# Wifi card problem

## RIA77

Hello, and thank you for your help.

wlan0: flags=4163<UP,BROADCAST,RUNNING,MULTICAST> mtu 1500

inet 192.168.1.126 netmask 255.255.255.0 broadcast 192.168.1.255

ether 7a:f3:b9:10:ff:66 txqueuelen 1000 (Ethernet)

RX packets 874 bytes 496435 (484.7 KiB)

RX errors 0 dropped 0 overruns 0 frame 0

TX packets 833 bytes 134580 (131.4 KiB)

TX errors 0 dropped 0 overruns 0 carrier 0 collisions 0

Internet is working in chroot as it should.

btrtl 16384 1 btusb

bluetooth 647168 26 btrtl,btintel,btbcm,bnep,btusb

----------

## RIA77

My card is 

Intel Corporation Centrino Wireless-N 2230 (rev c4)

How can I install drivers into kernel ?

----------

## Romanticio

 *Quote:*   

> Symbol: IWLWIFI [=n] 
> 
> Type  : tristate
> 
> Defined at drivers/net/wireless/intel/iwlwifi/Kconfig:2 
> ...

 

In the Warning above, you will also need to ensure one of either IWLDVM or IWLMVM is also enabled, in kernel menuconfig you can hit the / key to enter search mode, plug in IWLDVM and hit enter to get a link to that setting which can be found hitting the number key shown next to the setting you want to change (it's just under the iwlwifi setting). If using menuconfig, make use of the help link on any page to get more information, like the need to also install firmware. Since wireless is one of the last hardware items enabled in the boot process, there should be no need to include the firmware in the kernel or initramfs, nor do you need to have the driver built into the kernel, it is better enabled as a module.

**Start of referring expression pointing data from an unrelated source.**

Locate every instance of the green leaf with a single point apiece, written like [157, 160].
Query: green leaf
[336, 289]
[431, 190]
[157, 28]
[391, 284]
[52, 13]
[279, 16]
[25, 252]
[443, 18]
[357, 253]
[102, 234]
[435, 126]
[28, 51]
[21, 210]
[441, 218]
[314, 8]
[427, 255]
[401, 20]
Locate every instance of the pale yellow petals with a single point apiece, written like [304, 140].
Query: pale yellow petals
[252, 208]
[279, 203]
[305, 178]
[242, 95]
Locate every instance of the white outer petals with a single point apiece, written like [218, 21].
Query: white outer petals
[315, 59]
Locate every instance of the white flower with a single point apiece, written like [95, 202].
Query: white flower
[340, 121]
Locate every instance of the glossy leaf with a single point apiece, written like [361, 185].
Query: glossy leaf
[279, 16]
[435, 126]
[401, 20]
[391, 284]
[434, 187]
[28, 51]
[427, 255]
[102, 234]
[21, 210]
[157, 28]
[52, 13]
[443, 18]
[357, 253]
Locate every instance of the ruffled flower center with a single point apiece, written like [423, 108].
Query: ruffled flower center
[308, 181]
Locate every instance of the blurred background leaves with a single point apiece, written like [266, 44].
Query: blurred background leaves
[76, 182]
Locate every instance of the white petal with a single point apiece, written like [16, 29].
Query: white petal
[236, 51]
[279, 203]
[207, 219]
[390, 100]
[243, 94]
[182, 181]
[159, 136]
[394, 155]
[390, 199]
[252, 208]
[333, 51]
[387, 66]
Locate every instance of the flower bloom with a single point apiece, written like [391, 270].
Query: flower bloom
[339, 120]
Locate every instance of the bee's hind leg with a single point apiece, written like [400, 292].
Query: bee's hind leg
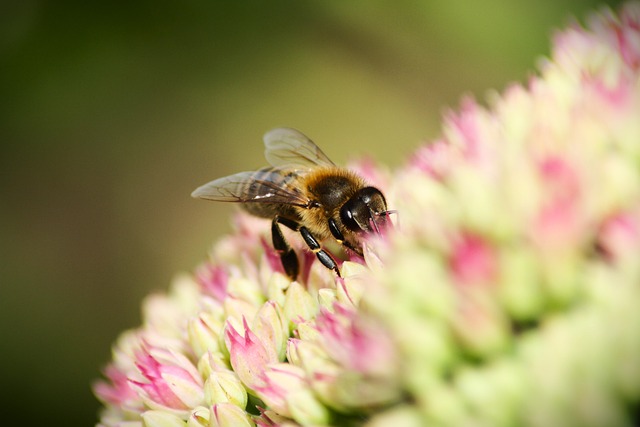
[288, 257]
[323, 256]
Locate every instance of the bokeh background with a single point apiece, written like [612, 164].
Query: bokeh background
[112, 112]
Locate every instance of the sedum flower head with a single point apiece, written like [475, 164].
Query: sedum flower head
[506, 294]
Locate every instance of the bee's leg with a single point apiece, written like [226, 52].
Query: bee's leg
[323, 256]
[287, 255]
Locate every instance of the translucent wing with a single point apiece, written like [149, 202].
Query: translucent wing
[284, 146]
[263, 186]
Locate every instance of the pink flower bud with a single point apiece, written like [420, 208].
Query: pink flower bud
[170, 381]
[249, 355]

Intel Wireless WiFi Link Next-Gen AGN  

This option enables support for use with the following hardware:  

        Intel Wireless WiFi Link 6250AGN Adapter 

        Intel 6000 Series Wi-Fi Adapters (6200AGN and 6300AGN) 

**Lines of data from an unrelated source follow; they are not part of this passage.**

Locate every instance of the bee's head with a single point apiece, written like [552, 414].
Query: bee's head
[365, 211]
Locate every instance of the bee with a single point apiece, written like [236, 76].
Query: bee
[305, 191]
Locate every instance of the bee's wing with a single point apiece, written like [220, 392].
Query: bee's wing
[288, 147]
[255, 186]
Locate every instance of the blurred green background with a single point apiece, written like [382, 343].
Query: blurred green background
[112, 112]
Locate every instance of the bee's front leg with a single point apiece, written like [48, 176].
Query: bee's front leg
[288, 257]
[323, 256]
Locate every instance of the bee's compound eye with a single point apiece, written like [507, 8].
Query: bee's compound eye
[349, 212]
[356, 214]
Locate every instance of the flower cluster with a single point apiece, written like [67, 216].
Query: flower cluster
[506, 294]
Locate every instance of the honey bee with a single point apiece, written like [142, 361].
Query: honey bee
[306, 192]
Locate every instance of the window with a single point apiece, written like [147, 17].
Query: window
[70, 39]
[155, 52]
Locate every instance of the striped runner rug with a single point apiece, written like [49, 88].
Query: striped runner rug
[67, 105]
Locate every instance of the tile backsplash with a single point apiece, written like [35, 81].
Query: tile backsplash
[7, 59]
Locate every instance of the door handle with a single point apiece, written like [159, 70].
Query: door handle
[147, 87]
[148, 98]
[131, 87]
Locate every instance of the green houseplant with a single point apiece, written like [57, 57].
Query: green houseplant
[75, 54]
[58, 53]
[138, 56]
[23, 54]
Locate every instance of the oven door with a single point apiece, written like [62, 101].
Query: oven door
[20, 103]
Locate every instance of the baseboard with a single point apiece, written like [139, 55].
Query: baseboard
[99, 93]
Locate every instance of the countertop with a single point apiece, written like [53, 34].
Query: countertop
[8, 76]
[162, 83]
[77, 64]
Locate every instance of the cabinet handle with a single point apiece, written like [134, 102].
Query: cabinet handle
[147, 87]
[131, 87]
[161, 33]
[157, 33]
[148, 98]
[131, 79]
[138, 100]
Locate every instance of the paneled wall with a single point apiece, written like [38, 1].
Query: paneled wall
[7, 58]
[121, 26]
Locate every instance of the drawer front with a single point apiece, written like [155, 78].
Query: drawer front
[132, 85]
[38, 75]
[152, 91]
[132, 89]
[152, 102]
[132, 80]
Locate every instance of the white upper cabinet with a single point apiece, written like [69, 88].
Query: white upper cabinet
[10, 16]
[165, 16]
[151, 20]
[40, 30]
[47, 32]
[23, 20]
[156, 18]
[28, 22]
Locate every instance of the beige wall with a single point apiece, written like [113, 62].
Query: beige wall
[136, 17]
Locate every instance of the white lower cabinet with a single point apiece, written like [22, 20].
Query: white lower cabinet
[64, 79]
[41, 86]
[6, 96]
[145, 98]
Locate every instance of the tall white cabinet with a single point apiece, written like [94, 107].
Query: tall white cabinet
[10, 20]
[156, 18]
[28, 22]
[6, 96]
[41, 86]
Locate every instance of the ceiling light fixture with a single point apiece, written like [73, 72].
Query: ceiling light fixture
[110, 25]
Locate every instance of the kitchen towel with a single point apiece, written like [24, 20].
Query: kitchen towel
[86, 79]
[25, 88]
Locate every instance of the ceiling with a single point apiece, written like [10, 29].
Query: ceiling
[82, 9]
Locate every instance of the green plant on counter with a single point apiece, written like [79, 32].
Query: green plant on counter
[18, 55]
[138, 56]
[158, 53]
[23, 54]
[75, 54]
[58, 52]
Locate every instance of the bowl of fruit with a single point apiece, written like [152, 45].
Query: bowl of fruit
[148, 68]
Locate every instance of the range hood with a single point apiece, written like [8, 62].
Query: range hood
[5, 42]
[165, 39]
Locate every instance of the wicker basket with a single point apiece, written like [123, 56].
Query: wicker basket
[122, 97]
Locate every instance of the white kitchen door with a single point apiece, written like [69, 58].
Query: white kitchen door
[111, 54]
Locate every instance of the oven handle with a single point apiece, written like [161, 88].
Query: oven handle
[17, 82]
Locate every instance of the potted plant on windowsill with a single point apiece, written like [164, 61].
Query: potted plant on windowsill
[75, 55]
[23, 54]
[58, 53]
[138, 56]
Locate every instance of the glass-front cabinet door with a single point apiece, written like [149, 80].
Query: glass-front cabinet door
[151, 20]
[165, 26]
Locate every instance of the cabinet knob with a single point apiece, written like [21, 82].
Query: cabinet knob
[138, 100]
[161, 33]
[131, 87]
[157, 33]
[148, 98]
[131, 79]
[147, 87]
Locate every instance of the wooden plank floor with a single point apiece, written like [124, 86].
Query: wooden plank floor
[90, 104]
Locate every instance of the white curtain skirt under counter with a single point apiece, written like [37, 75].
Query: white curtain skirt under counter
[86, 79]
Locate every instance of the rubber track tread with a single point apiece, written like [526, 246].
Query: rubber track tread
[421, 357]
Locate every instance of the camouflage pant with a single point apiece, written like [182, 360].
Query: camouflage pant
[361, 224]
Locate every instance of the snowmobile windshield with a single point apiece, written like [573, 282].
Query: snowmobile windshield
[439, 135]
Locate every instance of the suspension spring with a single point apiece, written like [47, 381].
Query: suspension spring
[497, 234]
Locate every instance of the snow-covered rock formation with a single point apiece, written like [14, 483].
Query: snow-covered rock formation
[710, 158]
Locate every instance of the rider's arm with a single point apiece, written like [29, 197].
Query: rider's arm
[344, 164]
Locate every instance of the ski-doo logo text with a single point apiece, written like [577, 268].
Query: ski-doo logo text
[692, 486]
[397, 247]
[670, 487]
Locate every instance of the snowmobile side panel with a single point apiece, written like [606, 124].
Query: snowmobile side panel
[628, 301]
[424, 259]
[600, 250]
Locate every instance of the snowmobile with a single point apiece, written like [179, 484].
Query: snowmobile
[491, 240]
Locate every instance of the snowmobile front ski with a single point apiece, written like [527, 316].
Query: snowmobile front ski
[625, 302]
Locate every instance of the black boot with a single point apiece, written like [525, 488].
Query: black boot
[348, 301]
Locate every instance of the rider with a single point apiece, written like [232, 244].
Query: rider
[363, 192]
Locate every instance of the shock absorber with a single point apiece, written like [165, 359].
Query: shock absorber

        Intel WiFi Link 1000BGN 

        Intel Wireless WiFi 5150AGN

        Intel Wireless WiFi 5100AGN, 5300AGN, and 5350AGN 

        Intel 6005 Series Wi-Fi Adapters 

        Intel 6030 Series Wi-Fi Adapters 

        Intel Wireless WiFi Link 6150BGN 2 Adapter 

        Intel 100 Series Wi-Fi Adapters (100BGN and 130BGN) 

        Intel 2000 Series Wi-Fi Adapters 

        Intel 7260 Wi-Fi Adapter 

        Intel 3160 Wi-Fi Adapter  

        Intel 7265 Wi-Fi Adapter 

        Intel 8260 Wi-Fi Adapter

        Intel 3165 Wi-Fi Adapter

----------

## RIA77

My driver is loaded as module, but I can't find any network, and it seems that Gentoo is not detecting wifi at all.

 Found IWLDVM in kernel.

----------

## RIA77

Maybe it's related to problems with wifi.

 I can't login into Gentoo as a root.

 I can log into terminal, but I can't log into system.

 Driver for wifi is loaded, tried with lspci (as non-root).

 But, when I execute lspci as a root in terminal, there's no any otput ?

 Thank you.

----------

## Romanticio

 *RIA77 wrote:*   

> Maybe it's related to problems with wifi.
> 
>  I can't login into Gentoo as a root.
> 
>  I can log into terminal, but I can't log into system.
> ...

 

During installation while working from the installer CD you should have created your root user by simply changing password which sets the root password for the installed Gentoo. Assuming you did that, I'm guessing your user is not in the wheel group. The wheel group allows the user to switch user to root. Below is all the groups my user belongs to.

 *Quote:*   

> jo@hot ~ $ groups
> 
> lp wheel cdrom video usb users lpadmin systemd-journal portage plugdev scanner

 

An example below showing how to add a user to a group and second example shows how to remove a user from a group. It assumes the user name is yo.

```
gpasswd -a yo wheel

gpasswd -d yo wheel
```

----------

## RIA77

Thank you. I recompiled kernel, but system is not recognizing my wifi card.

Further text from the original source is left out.